A while ago, I interviewed for a trader role and was given the below assignment (I didn't get the job). I wanted to revisit the questions to learn from my mistakes and be better prepared next time. Generally speaking, I have a good understanding of options and greeks but for some reason I'm having a hard time applying it here.

Question 1 Based on the P&L profile below please calculate a 25bps gamma profile for the up and down shocks.

I'm not sure what's meant by gamma profile or why the +/-50bp values are highlighted. I see that the changes in P&L are non-linear and asymmetrical, similar to the payoff diagram of a long put.

I know that

$\\P\&L$ = $\delta$ * $\Delta$S + $\frac{1}{2}$ * $\Gamma$ * ($\Delta S^2$)
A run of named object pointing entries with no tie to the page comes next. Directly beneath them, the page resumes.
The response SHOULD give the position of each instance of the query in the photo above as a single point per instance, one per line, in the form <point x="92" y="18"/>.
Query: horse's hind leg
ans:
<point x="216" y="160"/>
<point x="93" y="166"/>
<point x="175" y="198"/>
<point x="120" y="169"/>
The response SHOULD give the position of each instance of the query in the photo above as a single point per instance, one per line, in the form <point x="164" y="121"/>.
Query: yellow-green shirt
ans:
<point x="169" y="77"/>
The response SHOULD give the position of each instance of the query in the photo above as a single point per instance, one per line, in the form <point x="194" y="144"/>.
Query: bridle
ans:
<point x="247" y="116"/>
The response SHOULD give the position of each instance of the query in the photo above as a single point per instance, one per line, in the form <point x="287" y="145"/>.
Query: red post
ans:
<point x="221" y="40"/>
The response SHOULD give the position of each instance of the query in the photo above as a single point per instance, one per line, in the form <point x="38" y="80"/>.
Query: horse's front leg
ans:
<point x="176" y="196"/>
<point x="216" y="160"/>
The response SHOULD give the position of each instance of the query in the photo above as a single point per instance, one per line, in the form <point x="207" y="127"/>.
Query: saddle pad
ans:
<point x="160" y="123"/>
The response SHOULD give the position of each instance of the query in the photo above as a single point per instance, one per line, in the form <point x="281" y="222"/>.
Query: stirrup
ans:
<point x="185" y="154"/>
but I'm not sure how to isolate the delta and gamma. Any pointers would be appreciated!

Question 2 The desk would like to purchase 5k of 25bps gamma with a goal of remaining delta and vega neutral. Utilizing the trades below develop the most cost efficient (cheapest 1m carry) way to achieve this goal.

To calculate 25bps Gamma, I used the following formula:

$\Gamma_{25}$ = $\frac{Dn_{25} + Up_{25} - 2 * Base}{2 * Base * 0.0025^2}$

which gives me the following values:

1m/10y = 102,204
3m/10y = 32,932
6m/10y = 16,095
1y/10y = 7,515
2y/10y = 3,671

I thought I should be able to re-calculate the Delta (10bp) as $\\Up_{10} - Base$ but the results don't make sense.

Can you confirm that my delta/gamma calculations are correct or tell me where I went wrong?

Finally, I tried to find a combination of straddles where the Gamma ~= 5k and Delta and Vega are close to 0 but I'm having a hard time finding a feasible solution, which makes me think my Gamma calculations might be incorrect.

Answer 1

Using Taylor polynomials of 2nd order:$$V(r+h)\approx V(r) + \frac{\partial{V}}{\partial{r}}h +\frac{1}{2}\frac{\partial^2{V}}{\partial{r}^2}h^2$$ $$V(r-h)\approx V(r) - \frac{\partial{V}}{\partial{r}}h +\frac{1}{2}\frac{\partial^2{V}}{\partial{r}^2}h^2$$

The sum of the previous 2 equation will give us gamma as: $$Gamma = \frac{\partial^2{V}}{\partial{r}^2} \approx \frac{V(r+h) -2V(r) + V(r-h)}{h^2}$$ whereas the difference of the two equations will give us delta as: $$Delta = \frac{\partial{V}}{\partial{r}} \approx \frac{V(r+h) -V(r-h)}{2h}$$

if you substitute Up10 for $V(r+h)$, Dn10 for $V(r-h)$ and 0.001 for $h$ in the Delta equation and multiply by 0.0001 (to get the 1 bp Delta) you will re-calculate the Delta (as presented in your table).

You can calculate Gamma in the same fashion (Up25 for $V(r+h)$, Dn25 for $V(r-h)$ and 0.0025 in gamma equation and multiply by 0.0001)